Эман. Зачем тебе две?
Сунма. Я освещу крыльцо. (Выходит из домика, вешает лампу над дверью, потом оглядывается и, увидев куклу, испуганно вскрикивает.)
Эман (выскакивая на крыльцо). Что с тобой? Ах, вот что тебя напугало.
Сунма: Мне показалось… Я просто не поняла, что это такое.
Эман подходит к кукле, нагибается и подымает ее.
Эман. Это Уносчик той больной девчушки.
Сунма. Не прикасайся к нему!
Эман. Она его потеряла.
Сунма. Не прикасайся к нему, Эман. Пусть себе лежит. Эман (пожав плечами и возвращаясь к двери). Ты очень взвинчена.
Сунма (тянет его в дом). Не стой здесь, пойдем.
Эман (удерживая ее в дверях, под лампой). Подожди-ка. Ты все время чего-то не договариваешь. Скажи мне, что тебя сегодня пугает?
Сунма. Просто я не разглядела, что это такое.
Эман. Сунма, пойми, я же не слепой. И если мне не хочется отсюда удрать, это еще не значит, что я ничего не чувствую. Сегодня что-то должно произойти… скажи мне, Сунма — что? Почему ты так подавлена?
Сунма. Нет-нет, Эман, ничего. Просто мне тоскливо. Да еще твое равнодушие… Пойдем-ка в дом.
Эман пропускает Сунму в дверь, потом, чуть задержавшись на крыльце, тоже входит. Сунма, все еще с лампой в руках, обводит комнату рассеянным взглядом, затем подходит к двери, захлопывает ее и запирает на засов.
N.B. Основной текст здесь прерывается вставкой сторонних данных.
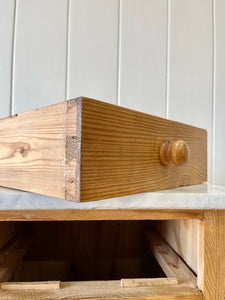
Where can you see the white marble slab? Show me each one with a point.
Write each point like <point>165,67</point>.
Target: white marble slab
<point>203,196</point>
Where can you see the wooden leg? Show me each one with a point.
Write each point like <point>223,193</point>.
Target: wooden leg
<point>212,259</point>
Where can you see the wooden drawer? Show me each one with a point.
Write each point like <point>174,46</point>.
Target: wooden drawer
<point>99,259</point>
<point>83,149</point>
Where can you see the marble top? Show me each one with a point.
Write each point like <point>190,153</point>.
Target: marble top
<point>202,196</point>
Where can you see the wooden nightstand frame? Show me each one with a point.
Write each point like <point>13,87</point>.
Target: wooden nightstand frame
<point>208,284</point>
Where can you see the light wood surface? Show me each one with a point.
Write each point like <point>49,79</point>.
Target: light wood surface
<point>106,290</point>
<point>12,254</point>
<point>120,152</point>
<point>83,149</point>
<point>177,152</point>
<point>183,237</point>
<point>148,282</point>
<point>44,285</point>
<point>170,262</point>
<point>212,264</point>
<point>38,152</point>
<point>98,214</point>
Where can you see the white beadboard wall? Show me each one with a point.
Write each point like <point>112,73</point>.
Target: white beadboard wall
<point>163,57</point>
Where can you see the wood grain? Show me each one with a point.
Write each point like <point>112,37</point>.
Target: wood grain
<point>94,290</point>
<point>170,262</point>
<point>120,152</point>
<point>212,264</point>
<point>127,282</point>
<point>37,154</point>
<point>43,285</point>
<point>83,150</point>
<point>98,214</point>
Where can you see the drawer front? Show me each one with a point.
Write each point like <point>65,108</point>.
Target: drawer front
<point>83,150</point>
<point>120,152</point>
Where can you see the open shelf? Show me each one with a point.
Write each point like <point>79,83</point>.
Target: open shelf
<point>92,259</point>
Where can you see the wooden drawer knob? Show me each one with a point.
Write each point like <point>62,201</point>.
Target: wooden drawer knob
<point>178,152</point>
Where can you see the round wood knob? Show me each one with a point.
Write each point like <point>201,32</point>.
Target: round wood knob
<point>178,152</point>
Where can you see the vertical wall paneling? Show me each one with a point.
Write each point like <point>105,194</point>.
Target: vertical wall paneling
<point>6,36</point>
<point>191,57</point>
<point>143,55</point>
<point>40,53</point>
<point>219,97</point>
<point>93,49</point>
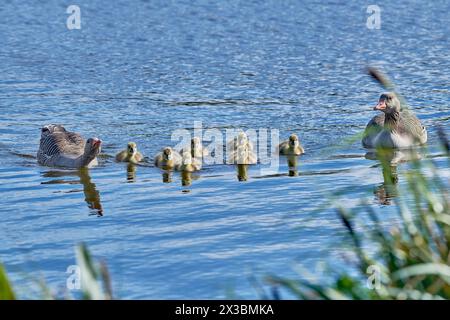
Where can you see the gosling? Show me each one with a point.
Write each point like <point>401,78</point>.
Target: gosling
<point>131,154</point>
<point>168,159</point>
<point>291,147</point>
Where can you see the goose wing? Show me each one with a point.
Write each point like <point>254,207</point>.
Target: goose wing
<point>410,125</point>
<point>61,142</point>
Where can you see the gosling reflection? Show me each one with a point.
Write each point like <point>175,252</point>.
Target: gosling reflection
<point>390,159</point>
<point>167,176</point>
<point>242,172</point>
<point>186,178</point>
<point>91,194</point>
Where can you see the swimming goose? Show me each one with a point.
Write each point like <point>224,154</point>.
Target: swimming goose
<point>197,152</point>
<point>131,154</point>
<point>187,163</point>
<point>240,140</point>
<point>243,155</point>
<point>396,127</point>
<point>61,148</point>
<point>291,147</point>
<point>168,159</point>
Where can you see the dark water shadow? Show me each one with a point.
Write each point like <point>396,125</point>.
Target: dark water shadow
<point>91,194</point>
<point>389,160</point>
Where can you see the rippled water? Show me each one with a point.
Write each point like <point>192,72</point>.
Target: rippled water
<point>137,70</point>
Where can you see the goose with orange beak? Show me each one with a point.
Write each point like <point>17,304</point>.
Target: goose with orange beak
<point>395,127</point>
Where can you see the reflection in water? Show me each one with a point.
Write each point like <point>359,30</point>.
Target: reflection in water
<point>186,178</point>
<point>389,160</point>
<point>388,189</point>
<point>91,194</point>
<point>167,176</point>
<point>242,172</point>
<point>292,162</point>
<point>131,172</point>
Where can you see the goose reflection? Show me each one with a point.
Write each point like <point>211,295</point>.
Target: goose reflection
<point>389,160</point>
<point>167,176</point>
<point>242,172</point>
<point>91,194</point>
<point>131,172</point>
<point>292,162</point>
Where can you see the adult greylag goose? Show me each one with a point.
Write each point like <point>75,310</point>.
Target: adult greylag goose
<point>61,148</point>
<point>131,154</point>
<point>395,128</point>
<point>168,159</point>
<point>291,147</point>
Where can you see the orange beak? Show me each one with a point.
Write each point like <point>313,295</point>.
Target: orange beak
<point>380,106</point>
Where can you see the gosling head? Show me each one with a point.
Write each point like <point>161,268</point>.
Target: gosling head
<point>131,149</point>
<point>167,154</point>
<point>187,158</point>
<point>388,103</point>
<point>293,141</point>
<point>242,138</point>
<point>92,147</point>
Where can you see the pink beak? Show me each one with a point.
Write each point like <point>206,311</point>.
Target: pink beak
<point>380,106</point>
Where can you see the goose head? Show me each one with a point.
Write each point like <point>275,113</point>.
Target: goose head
<point>167,154</point>
<point>388,103</point>
<point>92,147</point>
<point>51,128</point>
<point>131,149</point>
<point>187,158</point>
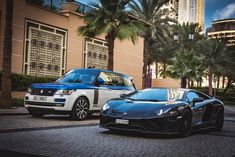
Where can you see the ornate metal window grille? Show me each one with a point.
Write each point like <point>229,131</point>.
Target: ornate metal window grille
<point>45,51</point>
<point>96,54</point>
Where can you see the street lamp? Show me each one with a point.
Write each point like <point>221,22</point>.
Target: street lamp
<point>214,80</point>
<point>190,36</point>
<point>176,38</point>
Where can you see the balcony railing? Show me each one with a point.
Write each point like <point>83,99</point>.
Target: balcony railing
<point>55,5</point>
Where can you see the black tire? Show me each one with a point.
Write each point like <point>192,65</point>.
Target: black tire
<point>80,109</point>
<point>186,123</point>
<point>36,114</point>
<point>219,120</point>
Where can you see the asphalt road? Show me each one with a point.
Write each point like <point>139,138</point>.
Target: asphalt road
<point>92,141</point>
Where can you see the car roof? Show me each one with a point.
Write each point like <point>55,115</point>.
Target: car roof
<point>99,70</point>
<point>173,88</point>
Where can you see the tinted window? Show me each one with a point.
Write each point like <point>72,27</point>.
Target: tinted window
<point>149,94</point>
<point>108,78</point>
<point>190,96</point>
<point>203,96</point>
<point>79,76</point>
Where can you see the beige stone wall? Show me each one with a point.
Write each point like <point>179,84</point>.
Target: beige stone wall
<point>171,83</point>
<point>128,58</point>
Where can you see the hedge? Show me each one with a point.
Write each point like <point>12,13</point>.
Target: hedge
<point>21,82</point>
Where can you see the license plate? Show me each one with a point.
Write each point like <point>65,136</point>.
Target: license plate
<point>40,98</point>
<point>122,121</point>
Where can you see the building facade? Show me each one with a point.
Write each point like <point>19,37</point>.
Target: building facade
<point>191,11</point>
<point>223,29</point>
<point>46,42</point>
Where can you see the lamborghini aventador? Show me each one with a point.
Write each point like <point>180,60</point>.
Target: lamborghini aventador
<point>163,110</point>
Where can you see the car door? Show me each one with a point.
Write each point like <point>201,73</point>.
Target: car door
<point>198,108</point>
<point>103,83</point>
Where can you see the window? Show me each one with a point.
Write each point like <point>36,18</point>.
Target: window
<point>108,78</point>
<point>96,54</point>
<point>49,4</point>
<point>44,50</point>
<point>190,96</point>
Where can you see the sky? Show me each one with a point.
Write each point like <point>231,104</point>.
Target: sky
<point>218,9</point>
<point>214,10</point>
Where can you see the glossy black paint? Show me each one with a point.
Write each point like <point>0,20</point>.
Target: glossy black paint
<point>163,116</point>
Обернувшись, она встречает вопрошающие глаза Эмана.
Холодно.
Эман все так же вопрошающе смотрит на нее.
В дверь задувает ветер.
С виноватым видом она подходит к столу и раскладывает зерна «эйо» так, чтобы можно было начать игру. Некоторое время Эман стоит неподвижно, потом придвигает к столу табуретку и садится напротив Сунмы. Она тоже садится, и, не сказав друг другу больше ни слова, они начинают игру.
(После паузы.) Скажи, Эман, почему ты сюда приехал? И что тебя теперь так крепко здесь держит?
Эман молчит.
Я тебя прекрасно изучила, Эман, и понимаю: мне нет места в твоей жизни. Но с тех самых пор, как ты сюда приехал, мы вместе делаем общее дело. Неужели я не заслужила хоть частичной откровенности?
Эман. Ты сказала, что я чужак, так разреши уж мне им остаться. И особенно по отношению к тебе, Сунма. Тот, кто призван отдать себя людям, должен быть совершенно одиноким.
Сунма. Но ведь тогда в его деяниях не будет любви!
Эман. Ты ошибаешься. Только оставаясь чужим, я смогу по-настоящему любить людей.
Сунма. Но это же неестественно!
Эман. Для меня — естественно. Я смогу завершить то, что я начал, только разрушив с людьми все связи.
Сунма. И все-таки мне это кажется неестественным. Но, кроме всего прочего, я женщина, Эман. У меня есть женские слабости и привязанности. И кровные связи для меня нерасторжимы.
Эман (улыбаясь). Ты думаешь, я порвал все кровные связи?
Сунма. Иногда мне кажется, что порвал, Эман.
Эман. Кровные связи порвать невозможно.
Они продолжают играть молча. Внезапно Эман замирает и к чему-то прислушивается.
Ты слышала?
Сунма (быстро). А что я могла услышать?.. Ходи.
Эман. Видимо, сюда движется праздничное шествие. (Собирается сделать очередной ход, но вдруг встает.)
Сунма. Что с тобой? Тебе надоело играть?
Эман идет к двери.
Эман, не надо! Не выходи, Эман!
Эман. Если это танцоры, я попрошу их здесь задержаться. Тогда мы по крайней мере хоть что-нибудь увидим.
Сунма. Нет-нет, Эман, не открывай дверь! Прошу тебя — не пускай никого в дом, Эман!
Растрепанный и напуганный человек выскакивает из-за угла домика, пробегает под окном и начинает стучать в дверь. Это Ифада. Перепуганный насмерть, он бешено колотит в дверь и, всхлипывая, мычит что-то нечленораздельное.
Эман. Это ты, Ифада?
Сунма. Они просто дурачатся. Прошу тебя, Эман, не обращай на них внимания.
Эман (выглянув в окно). Это Ифада. (Начинает отодвигать засов.)